There are three apparent exceptions to the rule that possession is essential:
(1) In White v Morris (1852) 11 CB 1015, it was held that, where goods were assigned as security for a loan upon trust to permit the assignor to remain in possession until default in repayment, the assignee could sue in trespass while the goods were still in the assignor’s possession.
(2) The title of executors or administrators relates back to the death of deceased, and this entitles them to sue for a trespass committed between the date of the death and that of the grant (Tharpe v Stallwood (1843) 5 Man & G 760).
(3) The owner of a franchise in wrecks has been deemed to have constructive possession of a wreck so as to enable him to sue in trespass a person who seized a cask of whisky before he could do so (Dunwich Corp v Sterry (1831) 1 B & Ad 831).
‘Trespass to goods’ is expressly included within the definition of a ‘wrongful interference with goods’ in the Torts (Interference with Goods) Act 1977. Therefore the defence of jus tertii is no longer available, and the statutory rules regarding co-ownership also apply, as in an appropriate case are all forms of relief provided for by that Act.
(E) DAMAGES
(1) MEASURE
Where the claimant has been deprived of the goods, he is entitled to their value by way of damages.
A claimant may recover general damages for loss of use of goods (as distinct from special damages for loss of profits from the goods) although he would not have been using them during the period within which he has been deprived of their use (The Mediana [1900] AC 113, 117-8 per Earl of Halsbury LC).
The provisions of the 1977 Act relating to damages apply to actions for trespass to goods.
(2) TRESPASS AB INITIO
Where any person having by authority of law entered on land or seized goods, or arrested a person, subsequently commits a trespass his original act will in certain circumstances be deemed itself to be a trespass. The Distress for rent Act 1737, s19, abolished this rule in the case of distress for rent.
This doctrine has little practical relevance today, but damages may be assessed on the basis that the entire conduct of the defendant and not merely his subsequent wrongful act is tortuous (Shorland v Govett (1826) 5 B&C 485, obiter).
3. RESIDUAL TORTS
There are many circumstances where the violation of interests in goods is not protected by trespass, conversion or even the tort of negligence. The action analogous to the old action on the case has proved very fruitful in filling these gaps; and what now follows is to be treated as illustrative of this wider right of action and not as exhaustively defining the circumstances in which it may be held available in the future.

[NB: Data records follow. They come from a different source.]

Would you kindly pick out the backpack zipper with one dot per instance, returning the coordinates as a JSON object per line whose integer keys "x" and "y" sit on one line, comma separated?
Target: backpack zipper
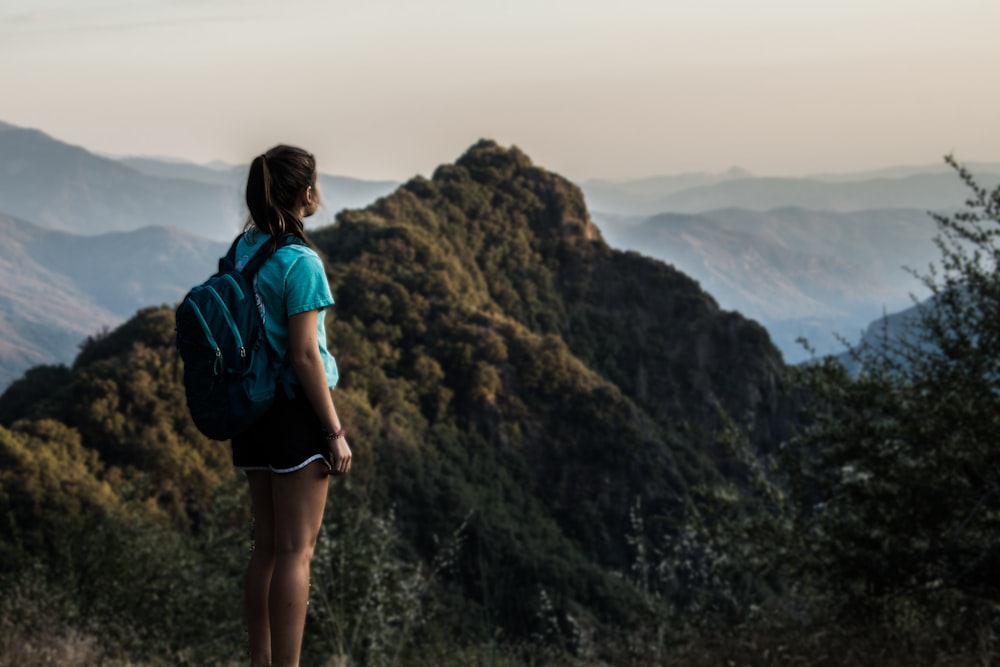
{"x": 216, "y": 367}
{"x": 229, "y": 321}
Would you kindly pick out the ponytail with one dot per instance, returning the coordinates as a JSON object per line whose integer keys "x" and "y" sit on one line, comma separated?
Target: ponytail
{"x": 275, "y": 184}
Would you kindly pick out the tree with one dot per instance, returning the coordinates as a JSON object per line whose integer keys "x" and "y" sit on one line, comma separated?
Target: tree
{"x": 899, "y": 468}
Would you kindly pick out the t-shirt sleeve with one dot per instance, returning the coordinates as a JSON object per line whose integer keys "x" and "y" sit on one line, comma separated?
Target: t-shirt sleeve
{"x": 306, "y": 287}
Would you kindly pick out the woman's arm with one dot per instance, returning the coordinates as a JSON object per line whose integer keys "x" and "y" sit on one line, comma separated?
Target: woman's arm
{"x": 308, "y": 367}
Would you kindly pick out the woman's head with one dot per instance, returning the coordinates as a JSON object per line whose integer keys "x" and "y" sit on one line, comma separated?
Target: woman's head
{"x": 281, "y": 189}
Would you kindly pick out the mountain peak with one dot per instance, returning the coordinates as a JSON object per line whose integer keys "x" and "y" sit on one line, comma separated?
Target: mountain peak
{"x": 489, "y": 165}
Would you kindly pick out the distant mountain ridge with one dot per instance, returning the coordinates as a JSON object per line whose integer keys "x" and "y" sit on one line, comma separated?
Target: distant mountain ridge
{"x": 58, "y": 288}
{"x": 919, "y": 188}
{"x": 801, "y": 273}
{"x": 68, "y": 188}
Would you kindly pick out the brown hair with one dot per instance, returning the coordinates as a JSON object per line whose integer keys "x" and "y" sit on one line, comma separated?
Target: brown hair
{"x": 275, "y": 185}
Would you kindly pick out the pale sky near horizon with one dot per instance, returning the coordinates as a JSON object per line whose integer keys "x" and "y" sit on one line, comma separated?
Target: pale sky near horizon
{"x": 587, "y": 88}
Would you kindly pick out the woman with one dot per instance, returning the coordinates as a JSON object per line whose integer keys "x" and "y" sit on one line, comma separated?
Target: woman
{"x": 288, "y": 455}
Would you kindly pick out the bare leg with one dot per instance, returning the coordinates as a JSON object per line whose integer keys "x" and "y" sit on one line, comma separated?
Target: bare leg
{"x": 298, "y": 501}
{"x": 260, "y": 568}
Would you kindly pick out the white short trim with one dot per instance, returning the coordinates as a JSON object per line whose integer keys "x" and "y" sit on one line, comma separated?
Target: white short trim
{"x": 314, "y": 457}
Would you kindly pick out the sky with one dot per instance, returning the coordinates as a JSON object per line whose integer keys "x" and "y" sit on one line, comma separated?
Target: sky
{"x": 618, "y": 89}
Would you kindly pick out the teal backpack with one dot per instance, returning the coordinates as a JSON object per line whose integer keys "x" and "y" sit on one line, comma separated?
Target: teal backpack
{"x": 231, "y": 374}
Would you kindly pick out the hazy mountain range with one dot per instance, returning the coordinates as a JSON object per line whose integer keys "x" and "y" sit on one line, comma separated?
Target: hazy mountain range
{"x": 58, "y": 288}
{"x": 805, "y": 257}
{"x": 66, "y": 187}
{"x": 812, "y": 274}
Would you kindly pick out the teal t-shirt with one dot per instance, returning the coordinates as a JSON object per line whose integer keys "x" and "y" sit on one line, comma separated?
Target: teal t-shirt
{"x": 291, "y": 281}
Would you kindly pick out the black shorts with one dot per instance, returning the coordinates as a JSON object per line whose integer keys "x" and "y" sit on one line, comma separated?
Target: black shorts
{"x": 287, "y": 438}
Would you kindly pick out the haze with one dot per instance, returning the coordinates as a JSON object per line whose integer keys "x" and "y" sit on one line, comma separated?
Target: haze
{"x": 614, "y": 88}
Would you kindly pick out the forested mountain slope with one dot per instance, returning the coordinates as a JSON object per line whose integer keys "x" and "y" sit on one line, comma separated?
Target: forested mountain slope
{"x": 507, "y": 378}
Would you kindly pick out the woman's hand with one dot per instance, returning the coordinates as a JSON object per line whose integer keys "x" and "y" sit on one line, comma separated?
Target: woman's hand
{"x": 340, "y": 455}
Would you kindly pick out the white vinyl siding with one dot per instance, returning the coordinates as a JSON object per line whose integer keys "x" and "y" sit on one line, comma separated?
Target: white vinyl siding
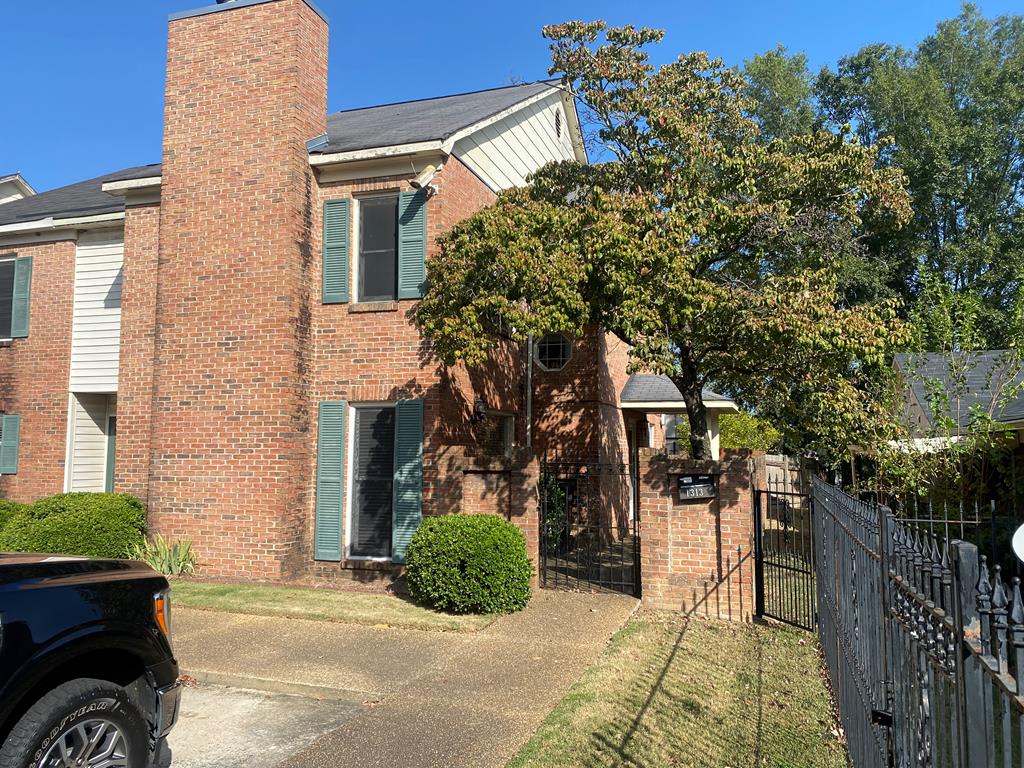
{"x": 88, "y": 440}
{"x": 504, "y": 154}
{"x": 96, "y": 327}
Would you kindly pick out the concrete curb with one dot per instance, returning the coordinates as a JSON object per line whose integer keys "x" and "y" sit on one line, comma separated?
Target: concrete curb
{"x": 205, "y": 677}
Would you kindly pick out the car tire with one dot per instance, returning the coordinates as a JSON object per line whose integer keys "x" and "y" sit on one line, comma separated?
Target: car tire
{"x": 71, "y": 717}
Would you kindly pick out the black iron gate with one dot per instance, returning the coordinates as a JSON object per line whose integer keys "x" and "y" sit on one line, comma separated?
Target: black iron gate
{"x": 589, "y": 527}
{"x": 783, "y": 564}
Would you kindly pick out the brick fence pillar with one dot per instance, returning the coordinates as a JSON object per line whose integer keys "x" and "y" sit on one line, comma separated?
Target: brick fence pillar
{"x": 696, "y": 556}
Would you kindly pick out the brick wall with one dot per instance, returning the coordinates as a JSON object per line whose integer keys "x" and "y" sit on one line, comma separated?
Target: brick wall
{"x": 246, "y": 88}
{"x": 35, "y": 371}
{"x": 138, "y": 332}
{"x": 373, "y": 352}
{"x": 696, "y": 556}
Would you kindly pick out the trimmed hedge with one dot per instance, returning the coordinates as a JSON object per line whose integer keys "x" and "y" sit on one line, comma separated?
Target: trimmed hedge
{"x": 469, "y": 564}
{"x": 8, "y": 510}
{"x": 110, "y": 525}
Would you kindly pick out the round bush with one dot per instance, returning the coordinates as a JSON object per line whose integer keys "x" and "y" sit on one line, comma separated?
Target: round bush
{"x": 469, "y": 564}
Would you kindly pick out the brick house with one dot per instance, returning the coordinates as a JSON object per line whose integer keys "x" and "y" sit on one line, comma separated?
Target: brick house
{"x": 227, "y": 334}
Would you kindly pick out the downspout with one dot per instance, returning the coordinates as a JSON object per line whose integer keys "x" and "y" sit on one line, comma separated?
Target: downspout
{"x": 529, "y": 391}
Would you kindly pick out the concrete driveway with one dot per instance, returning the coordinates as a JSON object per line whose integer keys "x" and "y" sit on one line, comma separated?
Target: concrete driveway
{"x": 384, "y": 696}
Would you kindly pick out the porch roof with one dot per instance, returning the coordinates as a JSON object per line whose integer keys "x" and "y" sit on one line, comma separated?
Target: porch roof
{"x": 656, "y": 393}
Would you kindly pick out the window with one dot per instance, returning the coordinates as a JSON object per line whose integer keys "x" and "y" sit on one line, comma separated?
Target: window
{"x": 496, "y": 433}
{"x": 553, "y": 351}
{"x": 373, "y": 481}
{"x": 378, "y": 249}
{"x": 6, "y": 296}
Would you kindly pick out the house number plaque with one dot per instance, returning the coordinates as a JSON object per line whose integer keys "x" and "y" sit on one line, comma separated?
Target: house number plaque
{"x": 696, "y": 486}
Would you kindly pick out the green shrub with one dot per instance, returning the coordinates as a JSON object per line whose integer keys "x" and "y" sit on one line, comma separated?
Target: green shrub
{"x": 469, "y": 564}
{"x": 121, "y": 505}
{"x": 165, "y": 556}
{"x": 91, "y": 524}
{"x": 8, "y": 510}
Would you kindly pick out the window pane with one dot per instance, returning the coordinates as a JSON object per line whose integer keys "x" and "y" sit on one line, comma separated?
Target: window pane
{"x": 373, "y": 482}
{"x": 378, "y": 248}
{"x": 6, "y": 296}
{"x": 553, "y": 351}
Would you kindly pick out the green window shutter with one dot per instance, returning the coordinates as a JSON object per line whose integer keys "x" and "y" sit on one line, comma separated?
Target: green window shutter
{"x": 330, "y": 480}
{"x": 23, "y": 290}
{"x": 10, "y": 436}
{"x": 337, "y": 220}
{"x": 412, "y": 244}
{"x": 408, "y": 475}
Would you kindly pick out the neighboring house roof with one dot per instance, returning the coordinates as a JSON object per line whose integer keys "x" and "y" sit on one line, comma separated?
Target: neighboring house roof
{"x": 82, "y": 199}
{"x": 422, "y": 120}
{"x": 17, "y": 180}
{"x": 389, "y": 125}
{"x": 977, "y": 379}
{"x": 658, "y": 388}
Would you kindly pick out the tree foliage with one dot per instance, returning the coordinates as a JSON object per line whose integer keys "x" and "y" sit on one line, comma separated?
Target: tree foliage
{"x": 748, "y": 431}
{"x": 714, "y": 254}
{"x": 953, "y": 108}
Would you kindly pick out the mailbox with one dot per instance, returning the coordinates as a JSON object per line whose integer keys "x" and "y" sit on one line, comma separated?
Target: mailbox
{"x": 696, "y": 486}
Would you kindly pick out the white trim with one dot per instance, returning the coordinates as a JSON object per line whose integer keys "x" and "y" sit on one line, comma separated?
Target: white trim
{"x": 350, "y": 480}
{"x": 406, "y": 166}
{"x": 52, "y": 223}
{"x": 479, "y": 126}
{"x": 674, "y": 407}
{"x": 355, "y": 219}
{"x": 5, "y": 257}
{"x": 70, "y": 441}
{"x": 375, "y": 153}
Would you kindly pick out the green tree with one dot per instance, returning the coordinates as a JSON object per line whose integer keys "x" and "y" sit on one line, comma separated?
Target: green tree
{"x": 954, "y": 109}
{"x": 712, "y": 253}
{"x": 747, "y": 430}
{"x": 781, "y": 87}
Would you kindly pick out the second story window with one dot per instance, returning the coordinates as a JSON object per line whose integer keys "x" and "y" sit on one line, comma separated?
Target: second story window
{"x": 378, "y": 271}
{"x": 6, "y": 296}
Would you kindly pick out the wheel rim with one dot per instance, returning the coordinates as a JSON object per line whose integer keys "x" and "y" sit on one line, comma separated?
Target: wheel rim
{"x": 90, "y": 743}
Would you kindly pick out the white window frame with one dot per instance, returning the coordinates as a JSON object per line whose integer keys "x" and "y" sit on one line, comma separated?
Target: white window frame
{"x": 350, "y": 479}
{"x": 537, "y": 352}
{"x": 11, "y": 257}
{"x": 353, "y": 246}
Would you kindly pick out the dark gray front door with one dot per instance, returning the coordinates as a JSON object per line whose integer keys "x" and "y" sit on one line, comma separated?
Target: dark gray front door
{"x": 373, "y": 481}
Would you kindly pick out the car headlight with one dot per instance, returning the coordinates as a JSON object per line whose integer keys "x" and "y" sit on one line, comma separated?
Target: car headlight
{"x": 162, "y": 611}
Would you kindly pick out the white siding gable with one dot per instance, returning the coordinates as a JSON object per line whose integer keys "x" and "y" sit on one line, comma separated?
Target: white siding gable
{"x": 96, "y": 325}
{"x": 505, "y": 153}
{"x": 88, "y": 441}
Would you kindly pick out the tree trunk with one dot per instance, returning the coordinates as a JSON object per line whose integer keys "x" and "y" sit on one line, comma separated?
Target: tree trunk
{"x": 696, "y": 415}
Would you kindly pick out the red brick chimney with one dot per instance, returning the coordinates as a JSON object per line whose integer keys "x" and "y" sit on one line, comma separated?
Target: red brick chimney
{"x": 246, "y": 88}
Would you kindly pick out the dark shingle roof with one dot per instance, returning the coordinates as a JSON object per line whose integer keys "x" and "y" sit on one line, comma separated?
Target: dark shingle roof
{"x": 83, "y": 199}
{"x": 975, "y": 379}
{"x": 656, "y": 388}
{"x": 423, "y": 120}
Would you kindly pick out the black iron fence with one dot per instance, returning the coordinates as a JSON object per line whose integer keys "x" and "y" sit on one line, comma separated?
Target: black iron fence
{"x": 924, "y": 639}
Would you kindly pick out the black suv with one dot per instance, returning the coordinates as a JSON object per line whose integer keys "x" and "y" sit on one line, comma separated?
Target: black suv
{"x": 87, "y": 675}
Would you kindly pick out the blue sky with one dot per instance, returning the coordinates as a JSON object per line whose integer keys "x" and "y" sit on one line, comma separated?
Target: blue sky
{"x": 85, "y": 94}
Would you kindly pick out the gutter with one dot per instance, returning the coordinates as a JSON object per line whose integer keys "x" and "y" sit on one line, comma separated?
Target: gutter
{"x": 52, "y": 223}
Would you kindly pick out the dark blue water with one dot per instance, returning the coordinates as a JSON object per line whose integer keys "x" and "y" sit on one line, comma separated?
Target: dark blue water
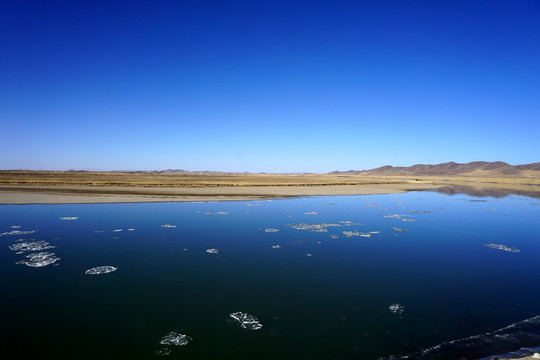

These torts are forms of ‘wrongful interference with goods’ so that, where relevant, the provisions of the 1977 Act apply.
Trespass and conversion are especially restrictive in that they are not available to a claimant who neither possesses nor has an immediate right to possess the goods. The leading case of Mears v London and South Western Railway (1862) 11 CBNS 850, has firmly established that if goods are destroyed or damaged, the owner may sue without having possession or an immediate right to possess. The rule benefits, for example, a bailor, a purchaser where the vendor has a lien for unpaid purchase money, and a mortgagee. He must prove damage to his interest – taking the goods from the possessor without affecting title is insufficient.
A bailee disregarding the terms of his bailment may sometimes be liable in case, though not in conversion and that to deny the claimant access to his goods or to interfere with his freedom of using them is also actionable on the case. Further, to place baited traps on one’s land near the highway so as to attract dogs into the traps, and in consequence of which dogs are so trapped, is a tort of this category (Townsend v Wathen (1808) 9 East 277).